Esposito is definitely emerging as a the tough guy, and I loved the takedown/clotheslining of the fleeing dockworker. And his line, “Man said don’t move,” was classic.
– Beckett undoing a button on her blouse at Castle’s request was humorous. Castle’s expression afterward was hilarious.
– Castle confronts the bartender about “skimming” money from the cash register. He knew the bartender was doing it because he was placing cherries and limes in a container as markers—cherries represented five dollars and limes ten. Crooked convenience store clerks have been known to do the same. However, instead of using fruit as markers they use coins—pennies for dollars, nickles for five dollars, etc. Each marker represents the amount of money they can safely remove from the cash register at the end of the shift without being caught (they’ve faked receipts throughout the course of the day and the extra is what they take). Anyway, good information from Castle.
And this brings up a good point. Who’s the cop here, anyway. It’s getting a little old seeing Castle know EVERYTHING while Beckett and crew slowly become keystone cops.
– Beckett and Castle head down into the basement. The suspect brings up the rear. No way this would happen in real life. Cops never allow a suspect, or anyone else for that matter, to follow behind, especially into a situation like this one. Police Safety 101.
– Beckett examines a tiny hole chipped into a concrete wall and declares, “These are buckshot holes.” WHAT????? How in the world would anyone know this merely by looking at a hole. Could’ve been caused by someone trying to drive a nail in to hang a picture…anything. Ridiculous comment. Not believable at all. Besides, the soft lead pellets she found on the floor were still intact…perfectly round and not flattened at all after striking the very hard concrete wall.
– Beckett mentioned the suspect owning a Remington 870. Just an FYI…the 870 pump (Remington 870 Wingmaster) is a popular shotgun for law enforcement officers.
– Again, Beckett and crew enter a public gathering and hold up their badges to get the attention of the speaker so they can place him under arrest. And again, this is not a safe way to arrest someone. The crowd could turn on the officers; the suspect has any number of hostages to grab, etc. Police Safety 101, page 2.

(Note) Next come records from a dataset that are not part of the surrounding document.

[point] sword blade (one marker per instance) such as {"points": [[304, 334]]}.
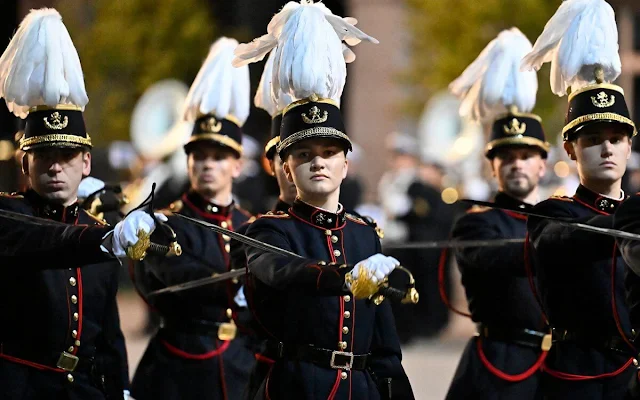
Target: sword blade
{"points": [[225, 276], [240, 237], [452, 244], [562, 221]]}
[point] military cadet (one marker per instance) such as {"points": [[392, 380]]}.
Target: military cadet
{"points": [[503, 361], [327, 339], [580, 273], [194, 354], [58, 282]]}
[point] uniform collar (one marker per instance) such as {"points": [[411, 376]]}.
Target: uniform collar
{"points": [[46, 209], [198, 202], [281, 206], [504, 199], [597, 201], [317, 216]]}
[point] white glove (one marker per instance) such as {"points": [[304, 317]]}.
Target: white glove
{"points": [[125, 233], [378, 265], [239, 298], [88, 186]]}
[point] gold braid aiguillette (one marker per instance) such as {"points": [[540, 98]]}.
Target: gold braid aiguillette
{"points": [[362, 287], [138, 251]]}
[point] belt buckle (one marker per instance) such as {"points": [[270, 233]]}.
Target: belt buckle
{"points": [[346, 366], [67, 361]]}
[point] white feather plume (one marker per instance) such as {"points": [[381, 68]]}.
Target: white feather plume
{"points": [[266, 98], [493, 82], [256, 50], [581, 36], [219, 88], [41, 65]]}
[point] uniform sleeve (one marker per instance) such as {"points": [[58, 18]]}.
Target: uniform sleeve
{"points": [[548, 236], [507, 259], [627, 218], [291, 273], [40, 246], [116, 352], [191, 265]]}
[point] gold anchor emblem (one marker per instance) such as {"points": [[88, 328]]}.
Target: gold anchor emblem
{"points": [[515, 127], [211, 125], [314, 112], [603, 100], [57, 122]]}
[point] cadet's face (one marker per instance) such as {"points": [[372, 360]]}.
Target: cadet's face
{"points": [[316, 166], [287, 188], [212, 169], [601, 152], [55, 173], [518, 170]]}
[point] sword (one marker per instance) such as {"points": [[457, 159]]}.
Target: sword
{"points": [[562, 221], [385, 291], [452, 244]]}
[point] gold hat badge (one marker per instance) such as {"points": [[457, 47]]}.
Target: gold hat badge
{"points": [[515, 127]]}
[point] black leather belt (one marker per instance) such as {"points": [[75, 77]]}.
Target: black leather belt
{"points": [[614, 343], [321, 357], [54, 359], [523, 337]]}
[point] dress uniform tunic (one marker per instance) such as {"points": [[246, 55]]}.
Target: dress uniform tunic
{"points": [[186, 359], [581, 281], [316, 328], [61, 338], [510, 322]]}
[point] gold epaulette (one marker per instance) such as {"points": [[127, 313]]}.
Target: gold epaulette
{"points": [[95, 218], [562, 198], [176, 206], [11, 195], [478, 209], [355, 219], [277, 214]]}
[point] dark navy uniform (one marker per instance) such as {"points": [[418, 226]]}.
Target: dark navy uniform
{"points": [[583, 299], [59, 289], [627, 218], [510, 322], [314, 325], [186, 359]]}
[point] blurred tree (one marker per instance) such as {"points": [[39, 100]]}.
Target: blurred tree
{"points": [[446, 36], [126, 46]]}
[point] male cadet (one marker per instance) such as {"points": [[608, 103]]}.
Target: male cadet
{"points": [[194, 354], [61, 338], [327, 339], [503, 361], [580, 273]]}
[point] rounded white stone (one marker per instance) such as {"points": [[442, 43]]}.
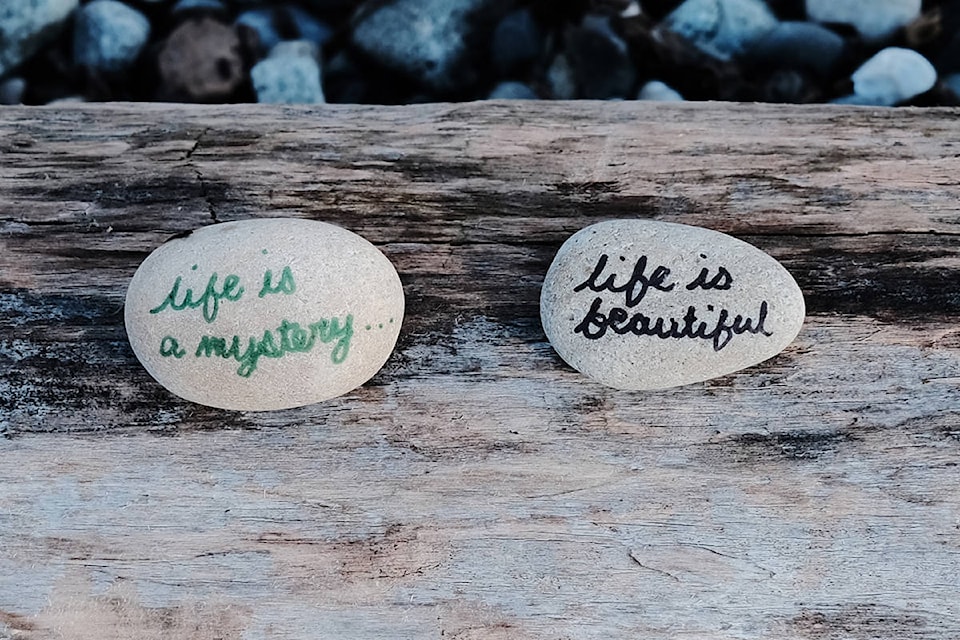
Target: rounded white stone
{"points": [[643, 305], [264, 314], [892, 76]]}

Is it just me, or is every episode becoming more and more predictable? I pegged the killer the second he appeared on screen. And the obvious clues throughout this episode were, well, obvious. And they were poorly planted. And Beckett explaining them info-dump style was sort of annoying.

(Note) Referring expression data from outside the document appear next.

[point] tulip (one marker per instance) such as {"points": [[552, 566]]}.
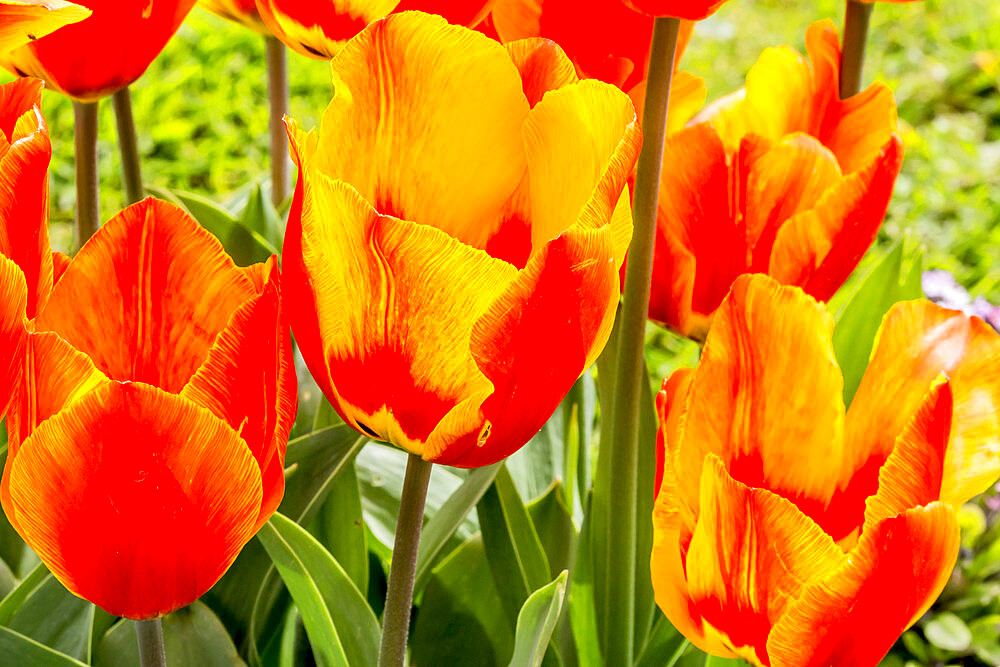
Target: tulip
{"points": [[23, 21], [148, 426], [691, 10], [606, 41], [788, 532], [240, 11], [103, 53], [793, 185], [320, 29], [452, 249]]}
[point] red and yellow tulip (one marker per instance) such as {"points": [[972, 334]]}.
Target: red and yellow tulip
{"points": [[150, 387], [692, 10], [606, 41], [240, 11], [794, 184], [452, 251], [103, 53], [790, 532], [319, 29], [23, 21]]}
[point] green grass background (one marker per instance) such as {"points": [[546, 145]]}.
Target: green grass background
{"points": [[202, 114]]}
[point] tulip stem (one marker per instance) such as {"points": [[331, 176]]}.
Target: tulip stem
{"points": [[620, 579], [852, 54], [150, 636], [277, 90], [399, 597], [88, 202], [128, 145]]}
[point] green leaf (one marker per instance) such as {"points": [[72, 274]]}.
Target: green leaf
{"points": [[513, 548], [340, 528], [245, 597], [893, 279], [16, 649], [536, 621], [461, 620], [53, 616], [948, 631], [192, 635], [341, 626], [446, 521]]}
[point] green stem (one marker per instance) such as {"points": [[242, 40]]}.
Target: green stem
{"points": [[619, 637], [852, 55], [277, 91], [88, 203], [128, 145], [399, 597], [150, 636]]}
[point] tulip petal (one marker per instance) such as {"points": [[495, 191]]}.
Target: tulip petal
{"points": [[24, 191], [766, 397], [147, 295], [819, 248], [23, 21], [918, 342], [426, 124], [13, 302], [249, 382], [752, 552], [854, 615], [582, 142], [395, 303], [535, 340], [138, 530]]}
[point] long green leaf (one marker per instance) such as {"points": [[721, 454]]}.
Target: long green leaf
{"points": [[16, 649], [447, 520], [338, 620], [894, 278], [536, 621]]}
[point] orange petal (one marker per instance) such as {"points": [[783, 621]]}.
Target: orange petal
{"points": [[24, 190], [13, 301], [543, 66], [147, 295], [701, 248], [536, 339], [782, 179], [23, 21], [819, 248], [855, 614], [752, 552], [135, 499], [248, 380], [767, 397], [582, 143], [426, 124], [394, 304], [918, 341]]}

The final scene where the team fades out while singing Piano Man was a nice touch.
By the way, here’s what TV Guide had to say about this season:
“Castle”: “The first season was really fun. The second was fun, but some of the writing started to lag. This season seems to be very formulaic. It’s like you can tell who the murderer is within the first 10 minutes. It’s also starting to pull a Bones, with giving the main characters other main squeezes while the fans scream at the TV set wanting Kate and Rick to get together.” — qweely Source: TV GuideABC/Karen Neal – Tuesday, November, 30, 2010, 7:30 PM
I’ll be willing to bet that the _____ is just to prevent blowing their cover during the assignment.

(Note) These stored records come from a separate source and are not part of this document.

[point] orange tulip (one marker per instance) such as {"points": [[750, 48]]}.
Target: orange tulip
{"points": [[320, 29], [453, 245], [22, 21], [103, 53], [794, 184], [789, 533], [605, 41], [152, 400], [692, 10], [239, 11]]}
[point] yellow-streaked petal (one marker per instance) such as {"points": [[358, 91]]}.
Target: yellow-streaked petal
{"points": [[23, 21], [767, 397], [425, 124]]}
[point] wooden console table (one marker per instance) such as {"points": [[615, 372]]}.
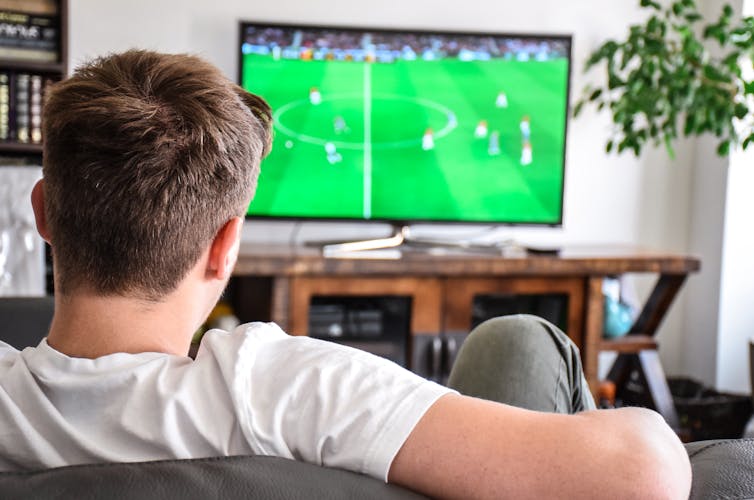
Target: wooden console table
{"points": [[277, 283]]}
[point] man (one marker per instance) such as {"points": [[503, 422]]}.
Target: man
{"points": [[150, 163]]}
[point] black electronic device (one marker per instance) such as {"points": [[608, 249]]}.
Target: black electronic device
{"points": [[377, 324]]}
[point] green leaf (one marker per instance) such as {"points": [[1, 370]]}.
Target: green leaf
{"points": [[740, 111], [577, 108], [669, 147]]}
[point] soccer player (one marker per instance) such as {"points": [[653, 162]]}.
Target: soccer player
{"points": [[314, 96], [525, 127], [332, 153], [340, 126], [526, 154], [494, 145], [428, 140], [480, 132], [501, 101]]}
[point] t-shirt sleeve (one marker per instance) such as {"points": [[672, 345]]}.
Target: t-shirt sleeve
{"points": [[325, 403]]}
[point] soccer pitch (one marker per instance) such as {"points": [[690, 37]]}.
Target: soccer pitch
{"points": [[358, 149]]}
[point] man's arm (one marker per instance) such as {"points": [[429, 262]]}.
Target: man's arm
{"points": [[470, 448]]}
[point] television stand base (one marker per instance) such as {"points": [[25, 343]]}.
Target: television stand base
{"points": [[396, 240]]}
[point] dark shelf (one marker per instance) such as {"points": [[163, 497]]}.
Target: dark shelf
{"points": [[629, 344], [20, 148], [35, 66]]}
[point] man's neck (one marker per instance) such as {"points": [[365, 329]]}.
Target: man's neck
{"points": [[90, 325]]}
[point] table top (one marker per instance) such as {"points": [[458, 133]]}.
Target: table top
{"points": [[277, 260]]}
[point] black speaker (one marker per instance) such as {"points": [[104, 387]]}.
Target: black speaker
{"points": [[377, 324]]}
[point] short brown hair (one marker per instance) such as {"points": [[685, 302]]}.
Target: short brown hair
{"points": [[146, 156]]}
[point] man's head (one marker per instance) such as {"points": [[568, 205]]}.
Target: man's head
{"points": [[146, 157]]}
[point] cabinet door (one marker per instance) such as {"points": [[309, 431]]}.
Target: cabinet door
{"points": [[425, 293], [460, 294]]}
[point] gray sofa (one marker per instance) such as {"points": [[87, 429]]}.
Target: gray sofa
{"points": [[722, 469]]}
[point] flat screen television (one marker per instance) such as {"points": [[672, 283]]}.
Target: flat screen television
{"points": [[410, 126]]}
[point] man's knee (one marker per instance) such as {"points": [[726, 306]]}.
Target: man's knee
{"points": [[523, 332]]}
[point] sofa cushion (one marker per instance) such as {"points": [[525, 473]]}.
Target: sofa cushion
{"points": [[222, 477], [722, 468]]}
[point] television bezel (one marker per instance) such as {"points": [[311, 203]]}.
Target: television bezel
{"points": [[242, 24]]}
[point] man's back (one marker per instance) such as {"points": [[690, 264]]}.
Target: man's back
{"points": [[253, 391]]}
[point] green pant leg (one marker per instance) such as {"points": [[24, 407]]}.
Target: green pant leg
{"points": [[523, 361]]}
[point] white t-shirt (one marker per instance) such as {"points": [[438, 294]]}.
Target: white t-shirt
{"points": [[256, 390]]}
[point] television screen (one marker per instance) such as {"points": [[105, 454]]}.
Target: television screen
{"points": [[410, 126]]}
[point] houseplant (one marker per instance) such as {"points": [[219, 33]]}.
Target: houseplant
{"points": [[676, 75]]}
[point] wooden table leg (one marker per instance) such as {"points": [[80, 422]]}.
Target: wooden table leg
{"points": [[648, 361], [593, 327]]}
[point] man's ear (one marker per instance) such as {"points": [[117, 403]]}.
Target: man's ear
{"points": [[38, 205], [224, 249]]}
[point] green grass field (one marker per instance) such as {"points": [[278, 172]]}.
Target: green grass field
{"points": [[383, 172]]}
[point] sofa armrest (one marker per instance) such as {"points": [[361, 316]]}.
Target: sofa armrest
{"points": [[263, 477], [722, 468]]}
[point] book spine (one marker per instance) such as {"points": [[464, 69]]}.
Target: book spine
{"points": [[22, 107], [4, 106], [25, 36], [35, 109], [44, 7]]}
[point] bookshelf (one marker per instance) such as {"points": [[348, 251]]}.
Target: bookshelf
{"points": [[33, 55]]}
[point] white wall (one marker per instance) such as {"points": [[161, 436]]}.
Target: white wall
{"points": [[611, 199]]}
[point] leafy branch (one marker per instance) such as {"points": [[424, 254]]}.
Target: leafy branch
{"points": [[662, 81]]}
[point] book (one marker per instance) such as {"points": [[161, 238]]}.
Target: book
{"points": [[45, 7], [4, 106], [27, 36], [21, 111], [35, 109]]}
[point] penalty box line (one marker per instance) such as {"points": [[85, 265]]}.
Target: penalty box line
{"points": [[367, 209]]}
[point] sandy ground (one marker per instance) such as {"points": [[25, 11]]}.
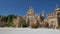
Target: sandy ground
{"points": [[28, 31]]}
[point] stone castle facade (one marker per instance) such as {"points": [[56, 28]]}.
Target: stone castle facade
{"points": [[53, 20]]}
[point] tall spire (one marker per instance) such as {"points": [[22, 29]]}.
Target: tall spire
{"points": [[56, 5], [43, 14]]}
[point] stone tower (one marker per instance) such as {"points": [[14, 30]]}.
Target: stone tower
{"points": [[30, 16]]}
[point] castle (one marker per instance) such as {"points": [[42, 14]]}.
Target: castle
{"points": [[53, 20]]}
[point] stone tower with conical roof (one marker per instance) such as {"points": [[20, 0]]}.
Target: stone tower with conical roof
{"points": [[54, 19]]}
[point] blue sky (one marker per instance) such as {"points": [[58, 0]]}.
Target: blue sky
{"points": [[20, 7]]}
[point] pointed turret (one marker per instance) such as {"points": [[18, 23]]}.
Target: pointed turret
{"points": [[57, 8]]}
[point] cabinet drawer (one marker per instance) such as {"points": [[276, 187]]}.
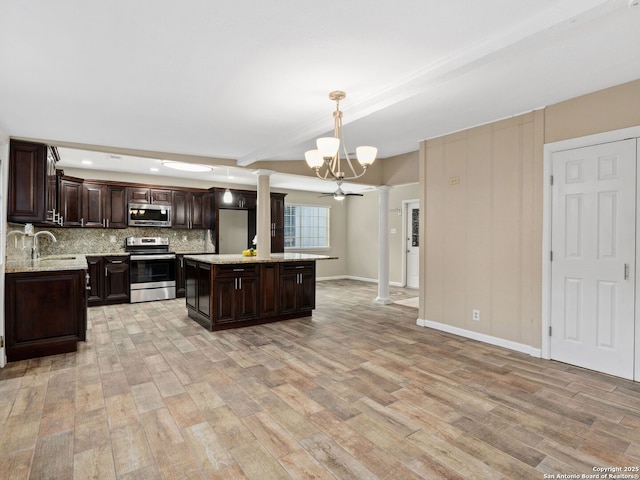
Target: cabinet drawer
{"points": [[291, 267], [236, 270]]}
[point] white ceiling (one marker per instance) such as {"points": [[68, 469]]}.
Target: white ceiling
{"points": [[250, 80]]}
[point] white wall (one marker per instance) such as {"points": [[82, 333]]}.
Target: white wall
{"points": [[4, 169], [362, 233]]}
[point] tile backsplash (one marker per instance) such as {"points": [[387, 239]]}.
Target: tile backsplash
{"points": [[103, 241]]}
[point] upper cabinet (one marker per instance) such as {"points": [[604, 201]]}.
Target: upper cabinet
{"points": [[104, 205], [149, 195], [70, 203], [27, 193], [189, 209], [246, 200]]}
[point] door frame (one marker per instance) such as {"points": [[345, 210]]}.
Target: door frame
{"points": [[549, 149], [405, 226]]}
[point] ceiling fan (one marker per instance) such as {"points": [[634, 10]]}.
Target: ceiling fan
{"points": [[339, 194]]}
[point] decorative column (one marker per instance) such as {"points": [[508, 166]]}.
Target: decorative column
{"points": [[263, 214], [383, 246]]}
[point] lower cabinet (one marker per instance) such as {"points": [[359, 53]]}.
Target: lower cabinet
{"points": [[108, 280], [298, 287], [45, 313], [180, 275], [234, 295]]}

I agree with what you caught, Lee… but I also learned something in your discussion of lividity when a body is in the water. Thanks! I laughed when Kate found the hole in the wall in the basement and declared it was from shotgun pellets. Knew you’d definitely say something about that one. Holy moly!
The show is about to get more about Kate and Rick… with this giant spoiler released this week: http://castletv.net/big-spoiler-for-january-episode/6619
– “Beckett and Castle head down into the basement. The suspect brings up the rear.”
They did this? On stairs?
Did Beckett hand her gun to the suspect to carry for her? Might as well have.